13. IEEE International Conference On Computational Intelligence And Games

# Smarts for Serious Games

1. John Bohannon

Games used for teaching or training face big problems because of their simple programming. A computer scientist presented a solution to those problems at the meeting: a new architecture for so-called serious games that uses artificial-intelligence techniques similar to those in some of the latest video games.

You are a firefighter. As a blaze spreads across the factory, a paint canister goes off like a bomb. There are still panicked workers to be cleared. And to make matters worse, one of your crew is injured. How do you proceed?

Don't worry, it's just a game. But playing it could save lives. Games with ulterior motives such as teaching or training people—known among researchers as “serious games”—are on the rise, providing a cheap and safe supplement to on-the-job training. But serious games face “big problems” because of their simple programming, says Joost Westra, a computer scientist at Utrecht University in the Netherlands. In a real fire, there can be hundreds of people making unpredictable decisions all around you. Yet the nonplayer characters (NPCs) in the games usually follow tightly scripted behaviors, so unless you play exactly as the programmer expects, NPCs behave like confused robots. Another flaw in serious games is that they use “fixed scenarios or simple rules to determine the course of the game,” says Westra. “Expert users can quickly estimate how the game will react to their actions” but still must play through the easy levels to reach their proper level. The result, he says, is “disengagement, boredom, and possibly quitting the game before that level is reached.”
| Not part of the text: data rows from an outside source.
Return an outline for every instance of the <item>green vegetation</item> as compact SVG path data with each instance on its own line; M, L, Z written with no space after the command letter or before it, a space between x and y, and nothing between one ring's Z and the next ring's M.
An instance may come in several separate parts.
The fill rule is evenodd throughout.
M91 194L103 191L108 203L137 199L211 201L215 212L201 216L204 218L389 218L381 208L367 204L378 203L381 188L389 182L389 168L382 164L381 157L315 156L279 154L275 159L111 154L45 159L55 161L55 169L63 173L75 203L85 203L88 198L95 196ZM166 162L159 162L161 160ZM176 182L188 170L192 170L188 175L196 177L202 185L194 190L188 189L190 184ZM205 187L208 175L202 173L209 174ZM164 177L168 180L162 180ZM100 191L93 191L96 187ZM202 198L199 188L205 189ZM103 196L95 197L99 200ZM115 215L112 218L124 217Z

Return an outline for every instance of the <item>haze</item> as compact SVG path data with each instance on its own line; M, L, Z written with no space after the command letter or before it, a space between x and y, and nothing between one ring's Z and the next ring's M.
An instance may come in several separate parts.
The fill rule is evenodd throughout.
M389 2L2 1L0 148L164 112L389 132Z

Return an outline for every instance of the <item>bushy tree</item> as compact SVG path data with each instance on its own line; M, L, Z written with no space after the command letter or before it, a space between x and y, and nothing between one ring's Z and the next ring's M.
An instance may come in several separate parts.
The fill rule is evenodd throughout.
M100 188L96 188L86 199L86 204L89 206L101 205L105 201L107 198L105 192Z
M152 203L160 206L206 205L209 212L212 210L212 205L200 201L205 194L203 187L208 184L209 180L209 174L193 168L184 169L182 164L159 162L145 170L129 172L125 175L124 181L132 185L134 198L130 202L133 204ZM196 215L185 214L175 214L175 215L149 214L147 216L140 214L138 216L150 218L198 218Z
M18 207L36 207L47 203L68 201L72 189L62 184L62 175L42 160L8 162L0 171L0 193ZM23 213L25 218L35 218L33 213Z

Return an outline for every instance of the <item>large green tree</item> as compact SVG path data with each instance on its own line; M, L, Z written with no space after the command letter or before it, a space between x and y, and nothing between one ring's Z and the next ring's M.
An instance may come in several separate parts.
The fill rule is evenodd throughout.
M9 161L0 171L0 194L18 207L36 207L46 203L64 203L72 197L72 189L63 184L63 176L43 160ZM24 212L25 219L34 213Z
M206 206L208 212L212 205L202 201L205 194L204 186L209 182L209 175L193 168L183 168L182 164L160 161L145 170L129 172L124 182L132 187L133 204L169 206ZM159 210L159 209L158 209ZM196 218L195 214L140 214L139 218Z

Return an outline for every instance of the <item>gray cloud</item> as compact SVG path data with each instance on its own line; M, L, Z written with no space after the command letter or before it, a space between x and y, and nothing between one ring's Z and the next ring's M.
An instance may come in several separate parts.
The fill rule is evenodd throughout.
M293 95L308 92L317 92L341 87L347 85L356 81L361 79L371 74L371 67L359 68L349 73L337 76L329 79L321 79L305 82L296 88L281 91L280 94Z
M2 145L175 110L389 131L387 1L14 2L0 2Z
To fix these problems, Westra created a new architecture for serious games that uses artificial-intelligence (AI) techniques similar to those in some of the latest video games. He focused on a game called RescueSim, a serious game for firefighters. Rather than following scripts, Westra's code turns each NPC into an autonomous agent with its own nuanced goals, responding to events as they happen. An NPC firefighter, for example, will have the goal of extinguishing a fire but can switch to helping an injured comrade if no one else is near. An NPC's awareness of what the game's player and the other agents are doing is crucial, Westra says, because firefighting requires teamwork. One firefighter must turn on the pump while another keeps doors closed to prevent drafts that feed the fire; yet another must operate the hose.

In early testing of the system, the AI architecture shows promise. Not only does it make NPCs act reasonably, Westra says, but the entire game can also now adapt to different users. Beginners take on only simple jobs while NPCs take care of the rest; expert players must learn to command a crew in complex situations. “A game needs to be built with this architecture from the beginning,” says Westra, who plans to design a “bush fire team training” game with collaborators in Turkey.

“This is the future of serious games,” says Kyong Jin Shim, a computer scientist at the University of Minnesota, Twin Cities, who is developing such a system for training U.S. soldiers. “We need smarter agents and ingame characters.”